Perimeter of original triangle = a + b + c and s₁ = $\frac{a + b + c}{2}$

And sides of the new triangle will be 6a, 6b and 6c. Then,

Perimeter of new triangle = 6a + 6b + 6c and s₂ = $\frac{6a + 6b + 6c}{2}$ = 3(a + b + c) = 6s₁   (Since, 2s₁ = a + b + c)

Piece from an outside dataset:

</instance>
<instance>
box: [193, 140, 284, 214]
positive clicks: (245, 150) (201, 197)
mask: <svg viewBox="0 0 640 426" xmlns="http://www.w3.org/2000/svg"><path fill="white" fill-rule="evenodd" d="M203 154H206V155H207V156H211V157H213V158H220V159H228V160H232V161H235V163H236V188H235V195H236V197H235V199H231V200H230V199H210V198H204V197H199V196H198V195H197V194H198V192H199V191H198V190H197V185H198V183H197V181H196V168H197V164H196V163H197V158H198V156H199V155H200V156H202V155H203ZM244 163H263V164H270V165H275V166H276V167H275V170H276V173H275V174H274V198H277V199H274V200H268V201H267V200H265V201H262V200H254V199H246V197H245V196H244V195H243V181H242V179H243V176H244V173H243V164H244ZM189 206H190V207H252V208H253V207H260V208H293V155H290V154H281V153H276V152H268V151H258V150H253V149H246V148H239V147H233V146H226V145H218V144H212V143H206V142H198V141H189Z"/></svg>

Let A₁ and A₂ be the areas of the original and new triangle respectively. Then,

        Area of triangle A₁=$\sqrt{s_{1}(s_{1} – a)(s_{1} – b)(s_{1} – c)}$

 

And  Area of triangle A₂=$\sqrt{s_{2}(s_{2} – a)(s_{2} – b)(s_{2} – c)}$

Since, s₂ = 6s₁

Therefore, Area of triangle A₂=$\sqrt{6s_{1}(6s_{1} – a)(6s_{1} – b)(6s_{1} – c)}$

Area of triangle A₂=$\sqrt{12s_{1}(s_{1} – a)(s_{1} – b)(s_{1} – c)}$

Therefore, A₂ = 12A₁

Therefore, increase in the area of triangle = A₂ – A₁

= 12A₁ – A₁ = 11A₁

Therefore, percentage increase in area = $\frac{11A_{1}}{A_{1}}\times 100$ = 1100%

Hence, area of the new triangle is increased by 1100%

 

Q.6: If perimeter of a triangular plot is 490 and the lengths of the sides of a triangular plot are in the ratio of 22 : 16 : 32. Find its area.

Sol.

Since, the lengths of the sides of a triangular plot are in the ratio of 22 : 16 : 32

Therefore, sides of triangular plot will be 22x, 16x and 32x

Given perimeter = 490m

Therefore, 22x + 16x + 32x = 490

Hence x =7 , that gives:

a =22x = 154m, b = 16x = 112m and c = 32x = 224m

Therefore perimeter = a + b + c = 490m

And s = $\frac{perimeter}{2}$= 245m

Now on applying Heron’s Formula;

$Area\;of\;plot\;ABC=\sqrt{s(s-a)(s-b)(s-c)}$

Therefore, area of plot ABC:

=$\sqrt{245(245-154)(245-112)(245-224)}$

(or)     =$\sqrt{245\times 91\times 133\times 21}$

 = 7891.13m² (Approx.)

Therefore, area of triangular plot ABC = 7891.13 m² (Approx.)

 

Q.7: The length of equal sides of an isosceles triangle ABC is 8cm and its perimeter is 28cm. Find the area of a triangle ABC.

Sol.

Given perimeter = 28cm

Therefore, s = $\frac{perimeter}{2}$ = 14cm

And a = 8cm, b =8cm and c = 12m (Since, perimeter = a + b + c)

On applying Heron’s Formula;

$Area\;of\;Triangle\;ABC=\sqrt{s(s-a)(s-b)(s-c)}$

Therefore, area of Triangle ABC

=$\sqrt{14(14-8)(14-8)(14-12)}$

(or)     =$\sqrt{14\times 6\times 6\times 2}$

= $12\sqrt{7}$

=31.75cm² (Approx.)

Therefore, area of triangle ABC = 31.75cm²(Approx.)